The U.S. Army Research Development and Engineering Command (REDCOM) have ordered 660 Enhanced Night Vision Goggles (ENVG) from three manufacturers for testing, toward massive fielding of new ENVGs in upcoming years. The awarded companies are ITT, L-3 Insight Technology and DRS Systems. The three contracts, each valued around US$250 million, cover the delivery of the 220 systems in the base year, (2010) and options for the delivery of production quantities in the years 2011-2013. The Army is expecting to field new and improved digital fused imaging goggles by 2014.
Sofar ITT has been producing the Army’s first generation AN/PSQ-20 ENVG under a sole source indefinite-delivery, indefinite-quantity (IDIQ) contract worth about $560 million. This contract expires by the end of 2010. ITT has already provided over 2,400 ENVG systems with another 6,500 to be delivered on the current contract.
The development of the ENVG began in the year 2000. First models were fielded in 2008 with special operations units. By early 2009 the 10th Mountain Division was the first regular Army unit to receive few hundred items. The recent follow-on contracts address an ENVG follow-on program, with ITT has addressed with an updated version of the current ENVG system, called ‘Spiral Enhanced Night Vision Goggle’ (SENVG). This new device is designed to meet high volume production rates and the critical performance requirements of the ground-based soldier.
The SENVG incorporates the 18 mm image intensifier tube and a display beam combiner assembly (DBCA) utilizing an OLED-XL microdisplay produced by eMagin. The SENVG utilizes several qualified ENVG subassemblies and is powered by three AA batteries, which reduces the logistics burden and gives the customer an estimated $130 million savings over the product’s life cycle. Through various system enhancements the SENVG has a digital upgrade capability that will allow the goggle to export fused imagery for transmission via battlefield networks.

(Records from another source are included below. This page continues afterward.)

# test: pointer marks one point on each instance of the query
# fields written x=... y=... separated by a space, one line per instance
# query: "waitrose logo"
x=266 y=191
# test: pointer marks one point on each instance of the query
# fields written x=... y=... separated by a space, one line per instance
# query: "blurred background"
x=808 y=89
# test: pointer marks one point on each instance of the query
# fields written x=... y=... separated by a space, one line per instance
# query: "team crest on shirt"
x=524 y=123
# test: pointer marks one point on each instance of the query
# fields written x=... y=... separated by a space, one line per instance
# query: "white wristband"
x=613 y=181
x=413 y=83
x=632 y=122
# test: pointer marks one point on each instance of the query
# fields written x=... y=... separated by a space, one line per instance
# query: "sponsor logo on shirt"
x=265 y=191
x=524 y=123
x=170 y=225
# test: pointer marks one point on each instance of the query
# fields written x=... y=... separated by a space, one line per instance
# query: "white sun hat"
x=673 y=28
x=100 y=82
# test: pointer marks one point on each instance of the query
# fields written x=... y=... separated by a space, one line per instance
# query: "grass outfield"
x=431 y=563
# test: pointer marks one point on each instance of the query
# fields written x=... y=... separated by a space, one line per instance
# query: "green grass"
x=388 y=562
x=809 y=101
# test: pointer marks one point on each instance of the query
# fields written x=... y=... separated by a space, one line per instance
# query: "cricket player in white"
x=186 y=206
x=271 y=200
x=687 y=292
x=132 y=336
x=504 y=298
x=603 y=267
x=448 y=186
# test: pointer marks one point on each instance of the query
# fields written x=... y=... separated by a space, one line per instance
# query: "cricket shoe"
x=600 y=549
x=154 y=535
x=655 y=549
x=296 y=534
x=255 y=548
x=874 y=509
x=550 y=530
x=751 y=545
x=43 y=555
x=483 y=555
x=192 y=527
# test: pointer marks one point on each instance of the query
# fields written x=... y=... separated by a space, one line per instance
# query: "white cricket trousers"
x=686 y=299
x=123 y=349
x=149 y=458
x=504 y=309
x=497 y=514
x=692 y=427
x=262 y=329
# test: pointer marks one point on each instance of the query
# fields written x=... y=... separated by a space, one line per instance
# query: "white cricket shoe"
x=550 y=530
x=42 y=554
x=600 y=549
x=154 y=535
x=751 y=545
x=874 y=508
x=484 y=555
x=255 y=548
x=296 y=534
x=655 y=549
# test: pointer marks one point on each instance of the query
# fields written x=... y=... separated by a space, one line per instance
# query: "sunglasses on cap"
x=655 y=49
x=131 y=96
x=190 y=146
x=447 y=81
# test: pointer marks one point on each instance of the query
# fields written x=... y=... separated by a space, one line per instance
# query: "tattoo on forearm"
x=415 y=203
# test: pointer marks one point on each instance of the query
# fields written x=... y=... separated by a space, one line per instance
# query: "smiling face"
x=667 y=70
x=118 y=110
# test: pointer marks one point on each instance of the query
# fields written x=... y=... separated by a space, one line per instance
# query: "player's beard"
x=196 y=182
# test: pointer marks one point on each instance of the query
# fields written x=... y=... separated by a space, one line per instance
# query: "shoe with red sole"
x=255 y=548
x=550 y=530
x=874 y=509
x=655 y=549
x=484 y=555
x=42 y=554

Since the fielding of the ENVG PEO Soldier has been delivering ENVGs and in parallel, developing a lighter, more rugged digital system (ENVG-D), that will also support image transfer and display of images from other sensors and sights, Digital Video Recorders (DVR) and remote computing devices. The current systems are significantly more expensive and heavier, compared to the systems they are intended to replace – PVS-7 and PVS-14. The new ENVG (D) is expected to overcome these weaknesses and meet the Army’s objective weight and cost requirements.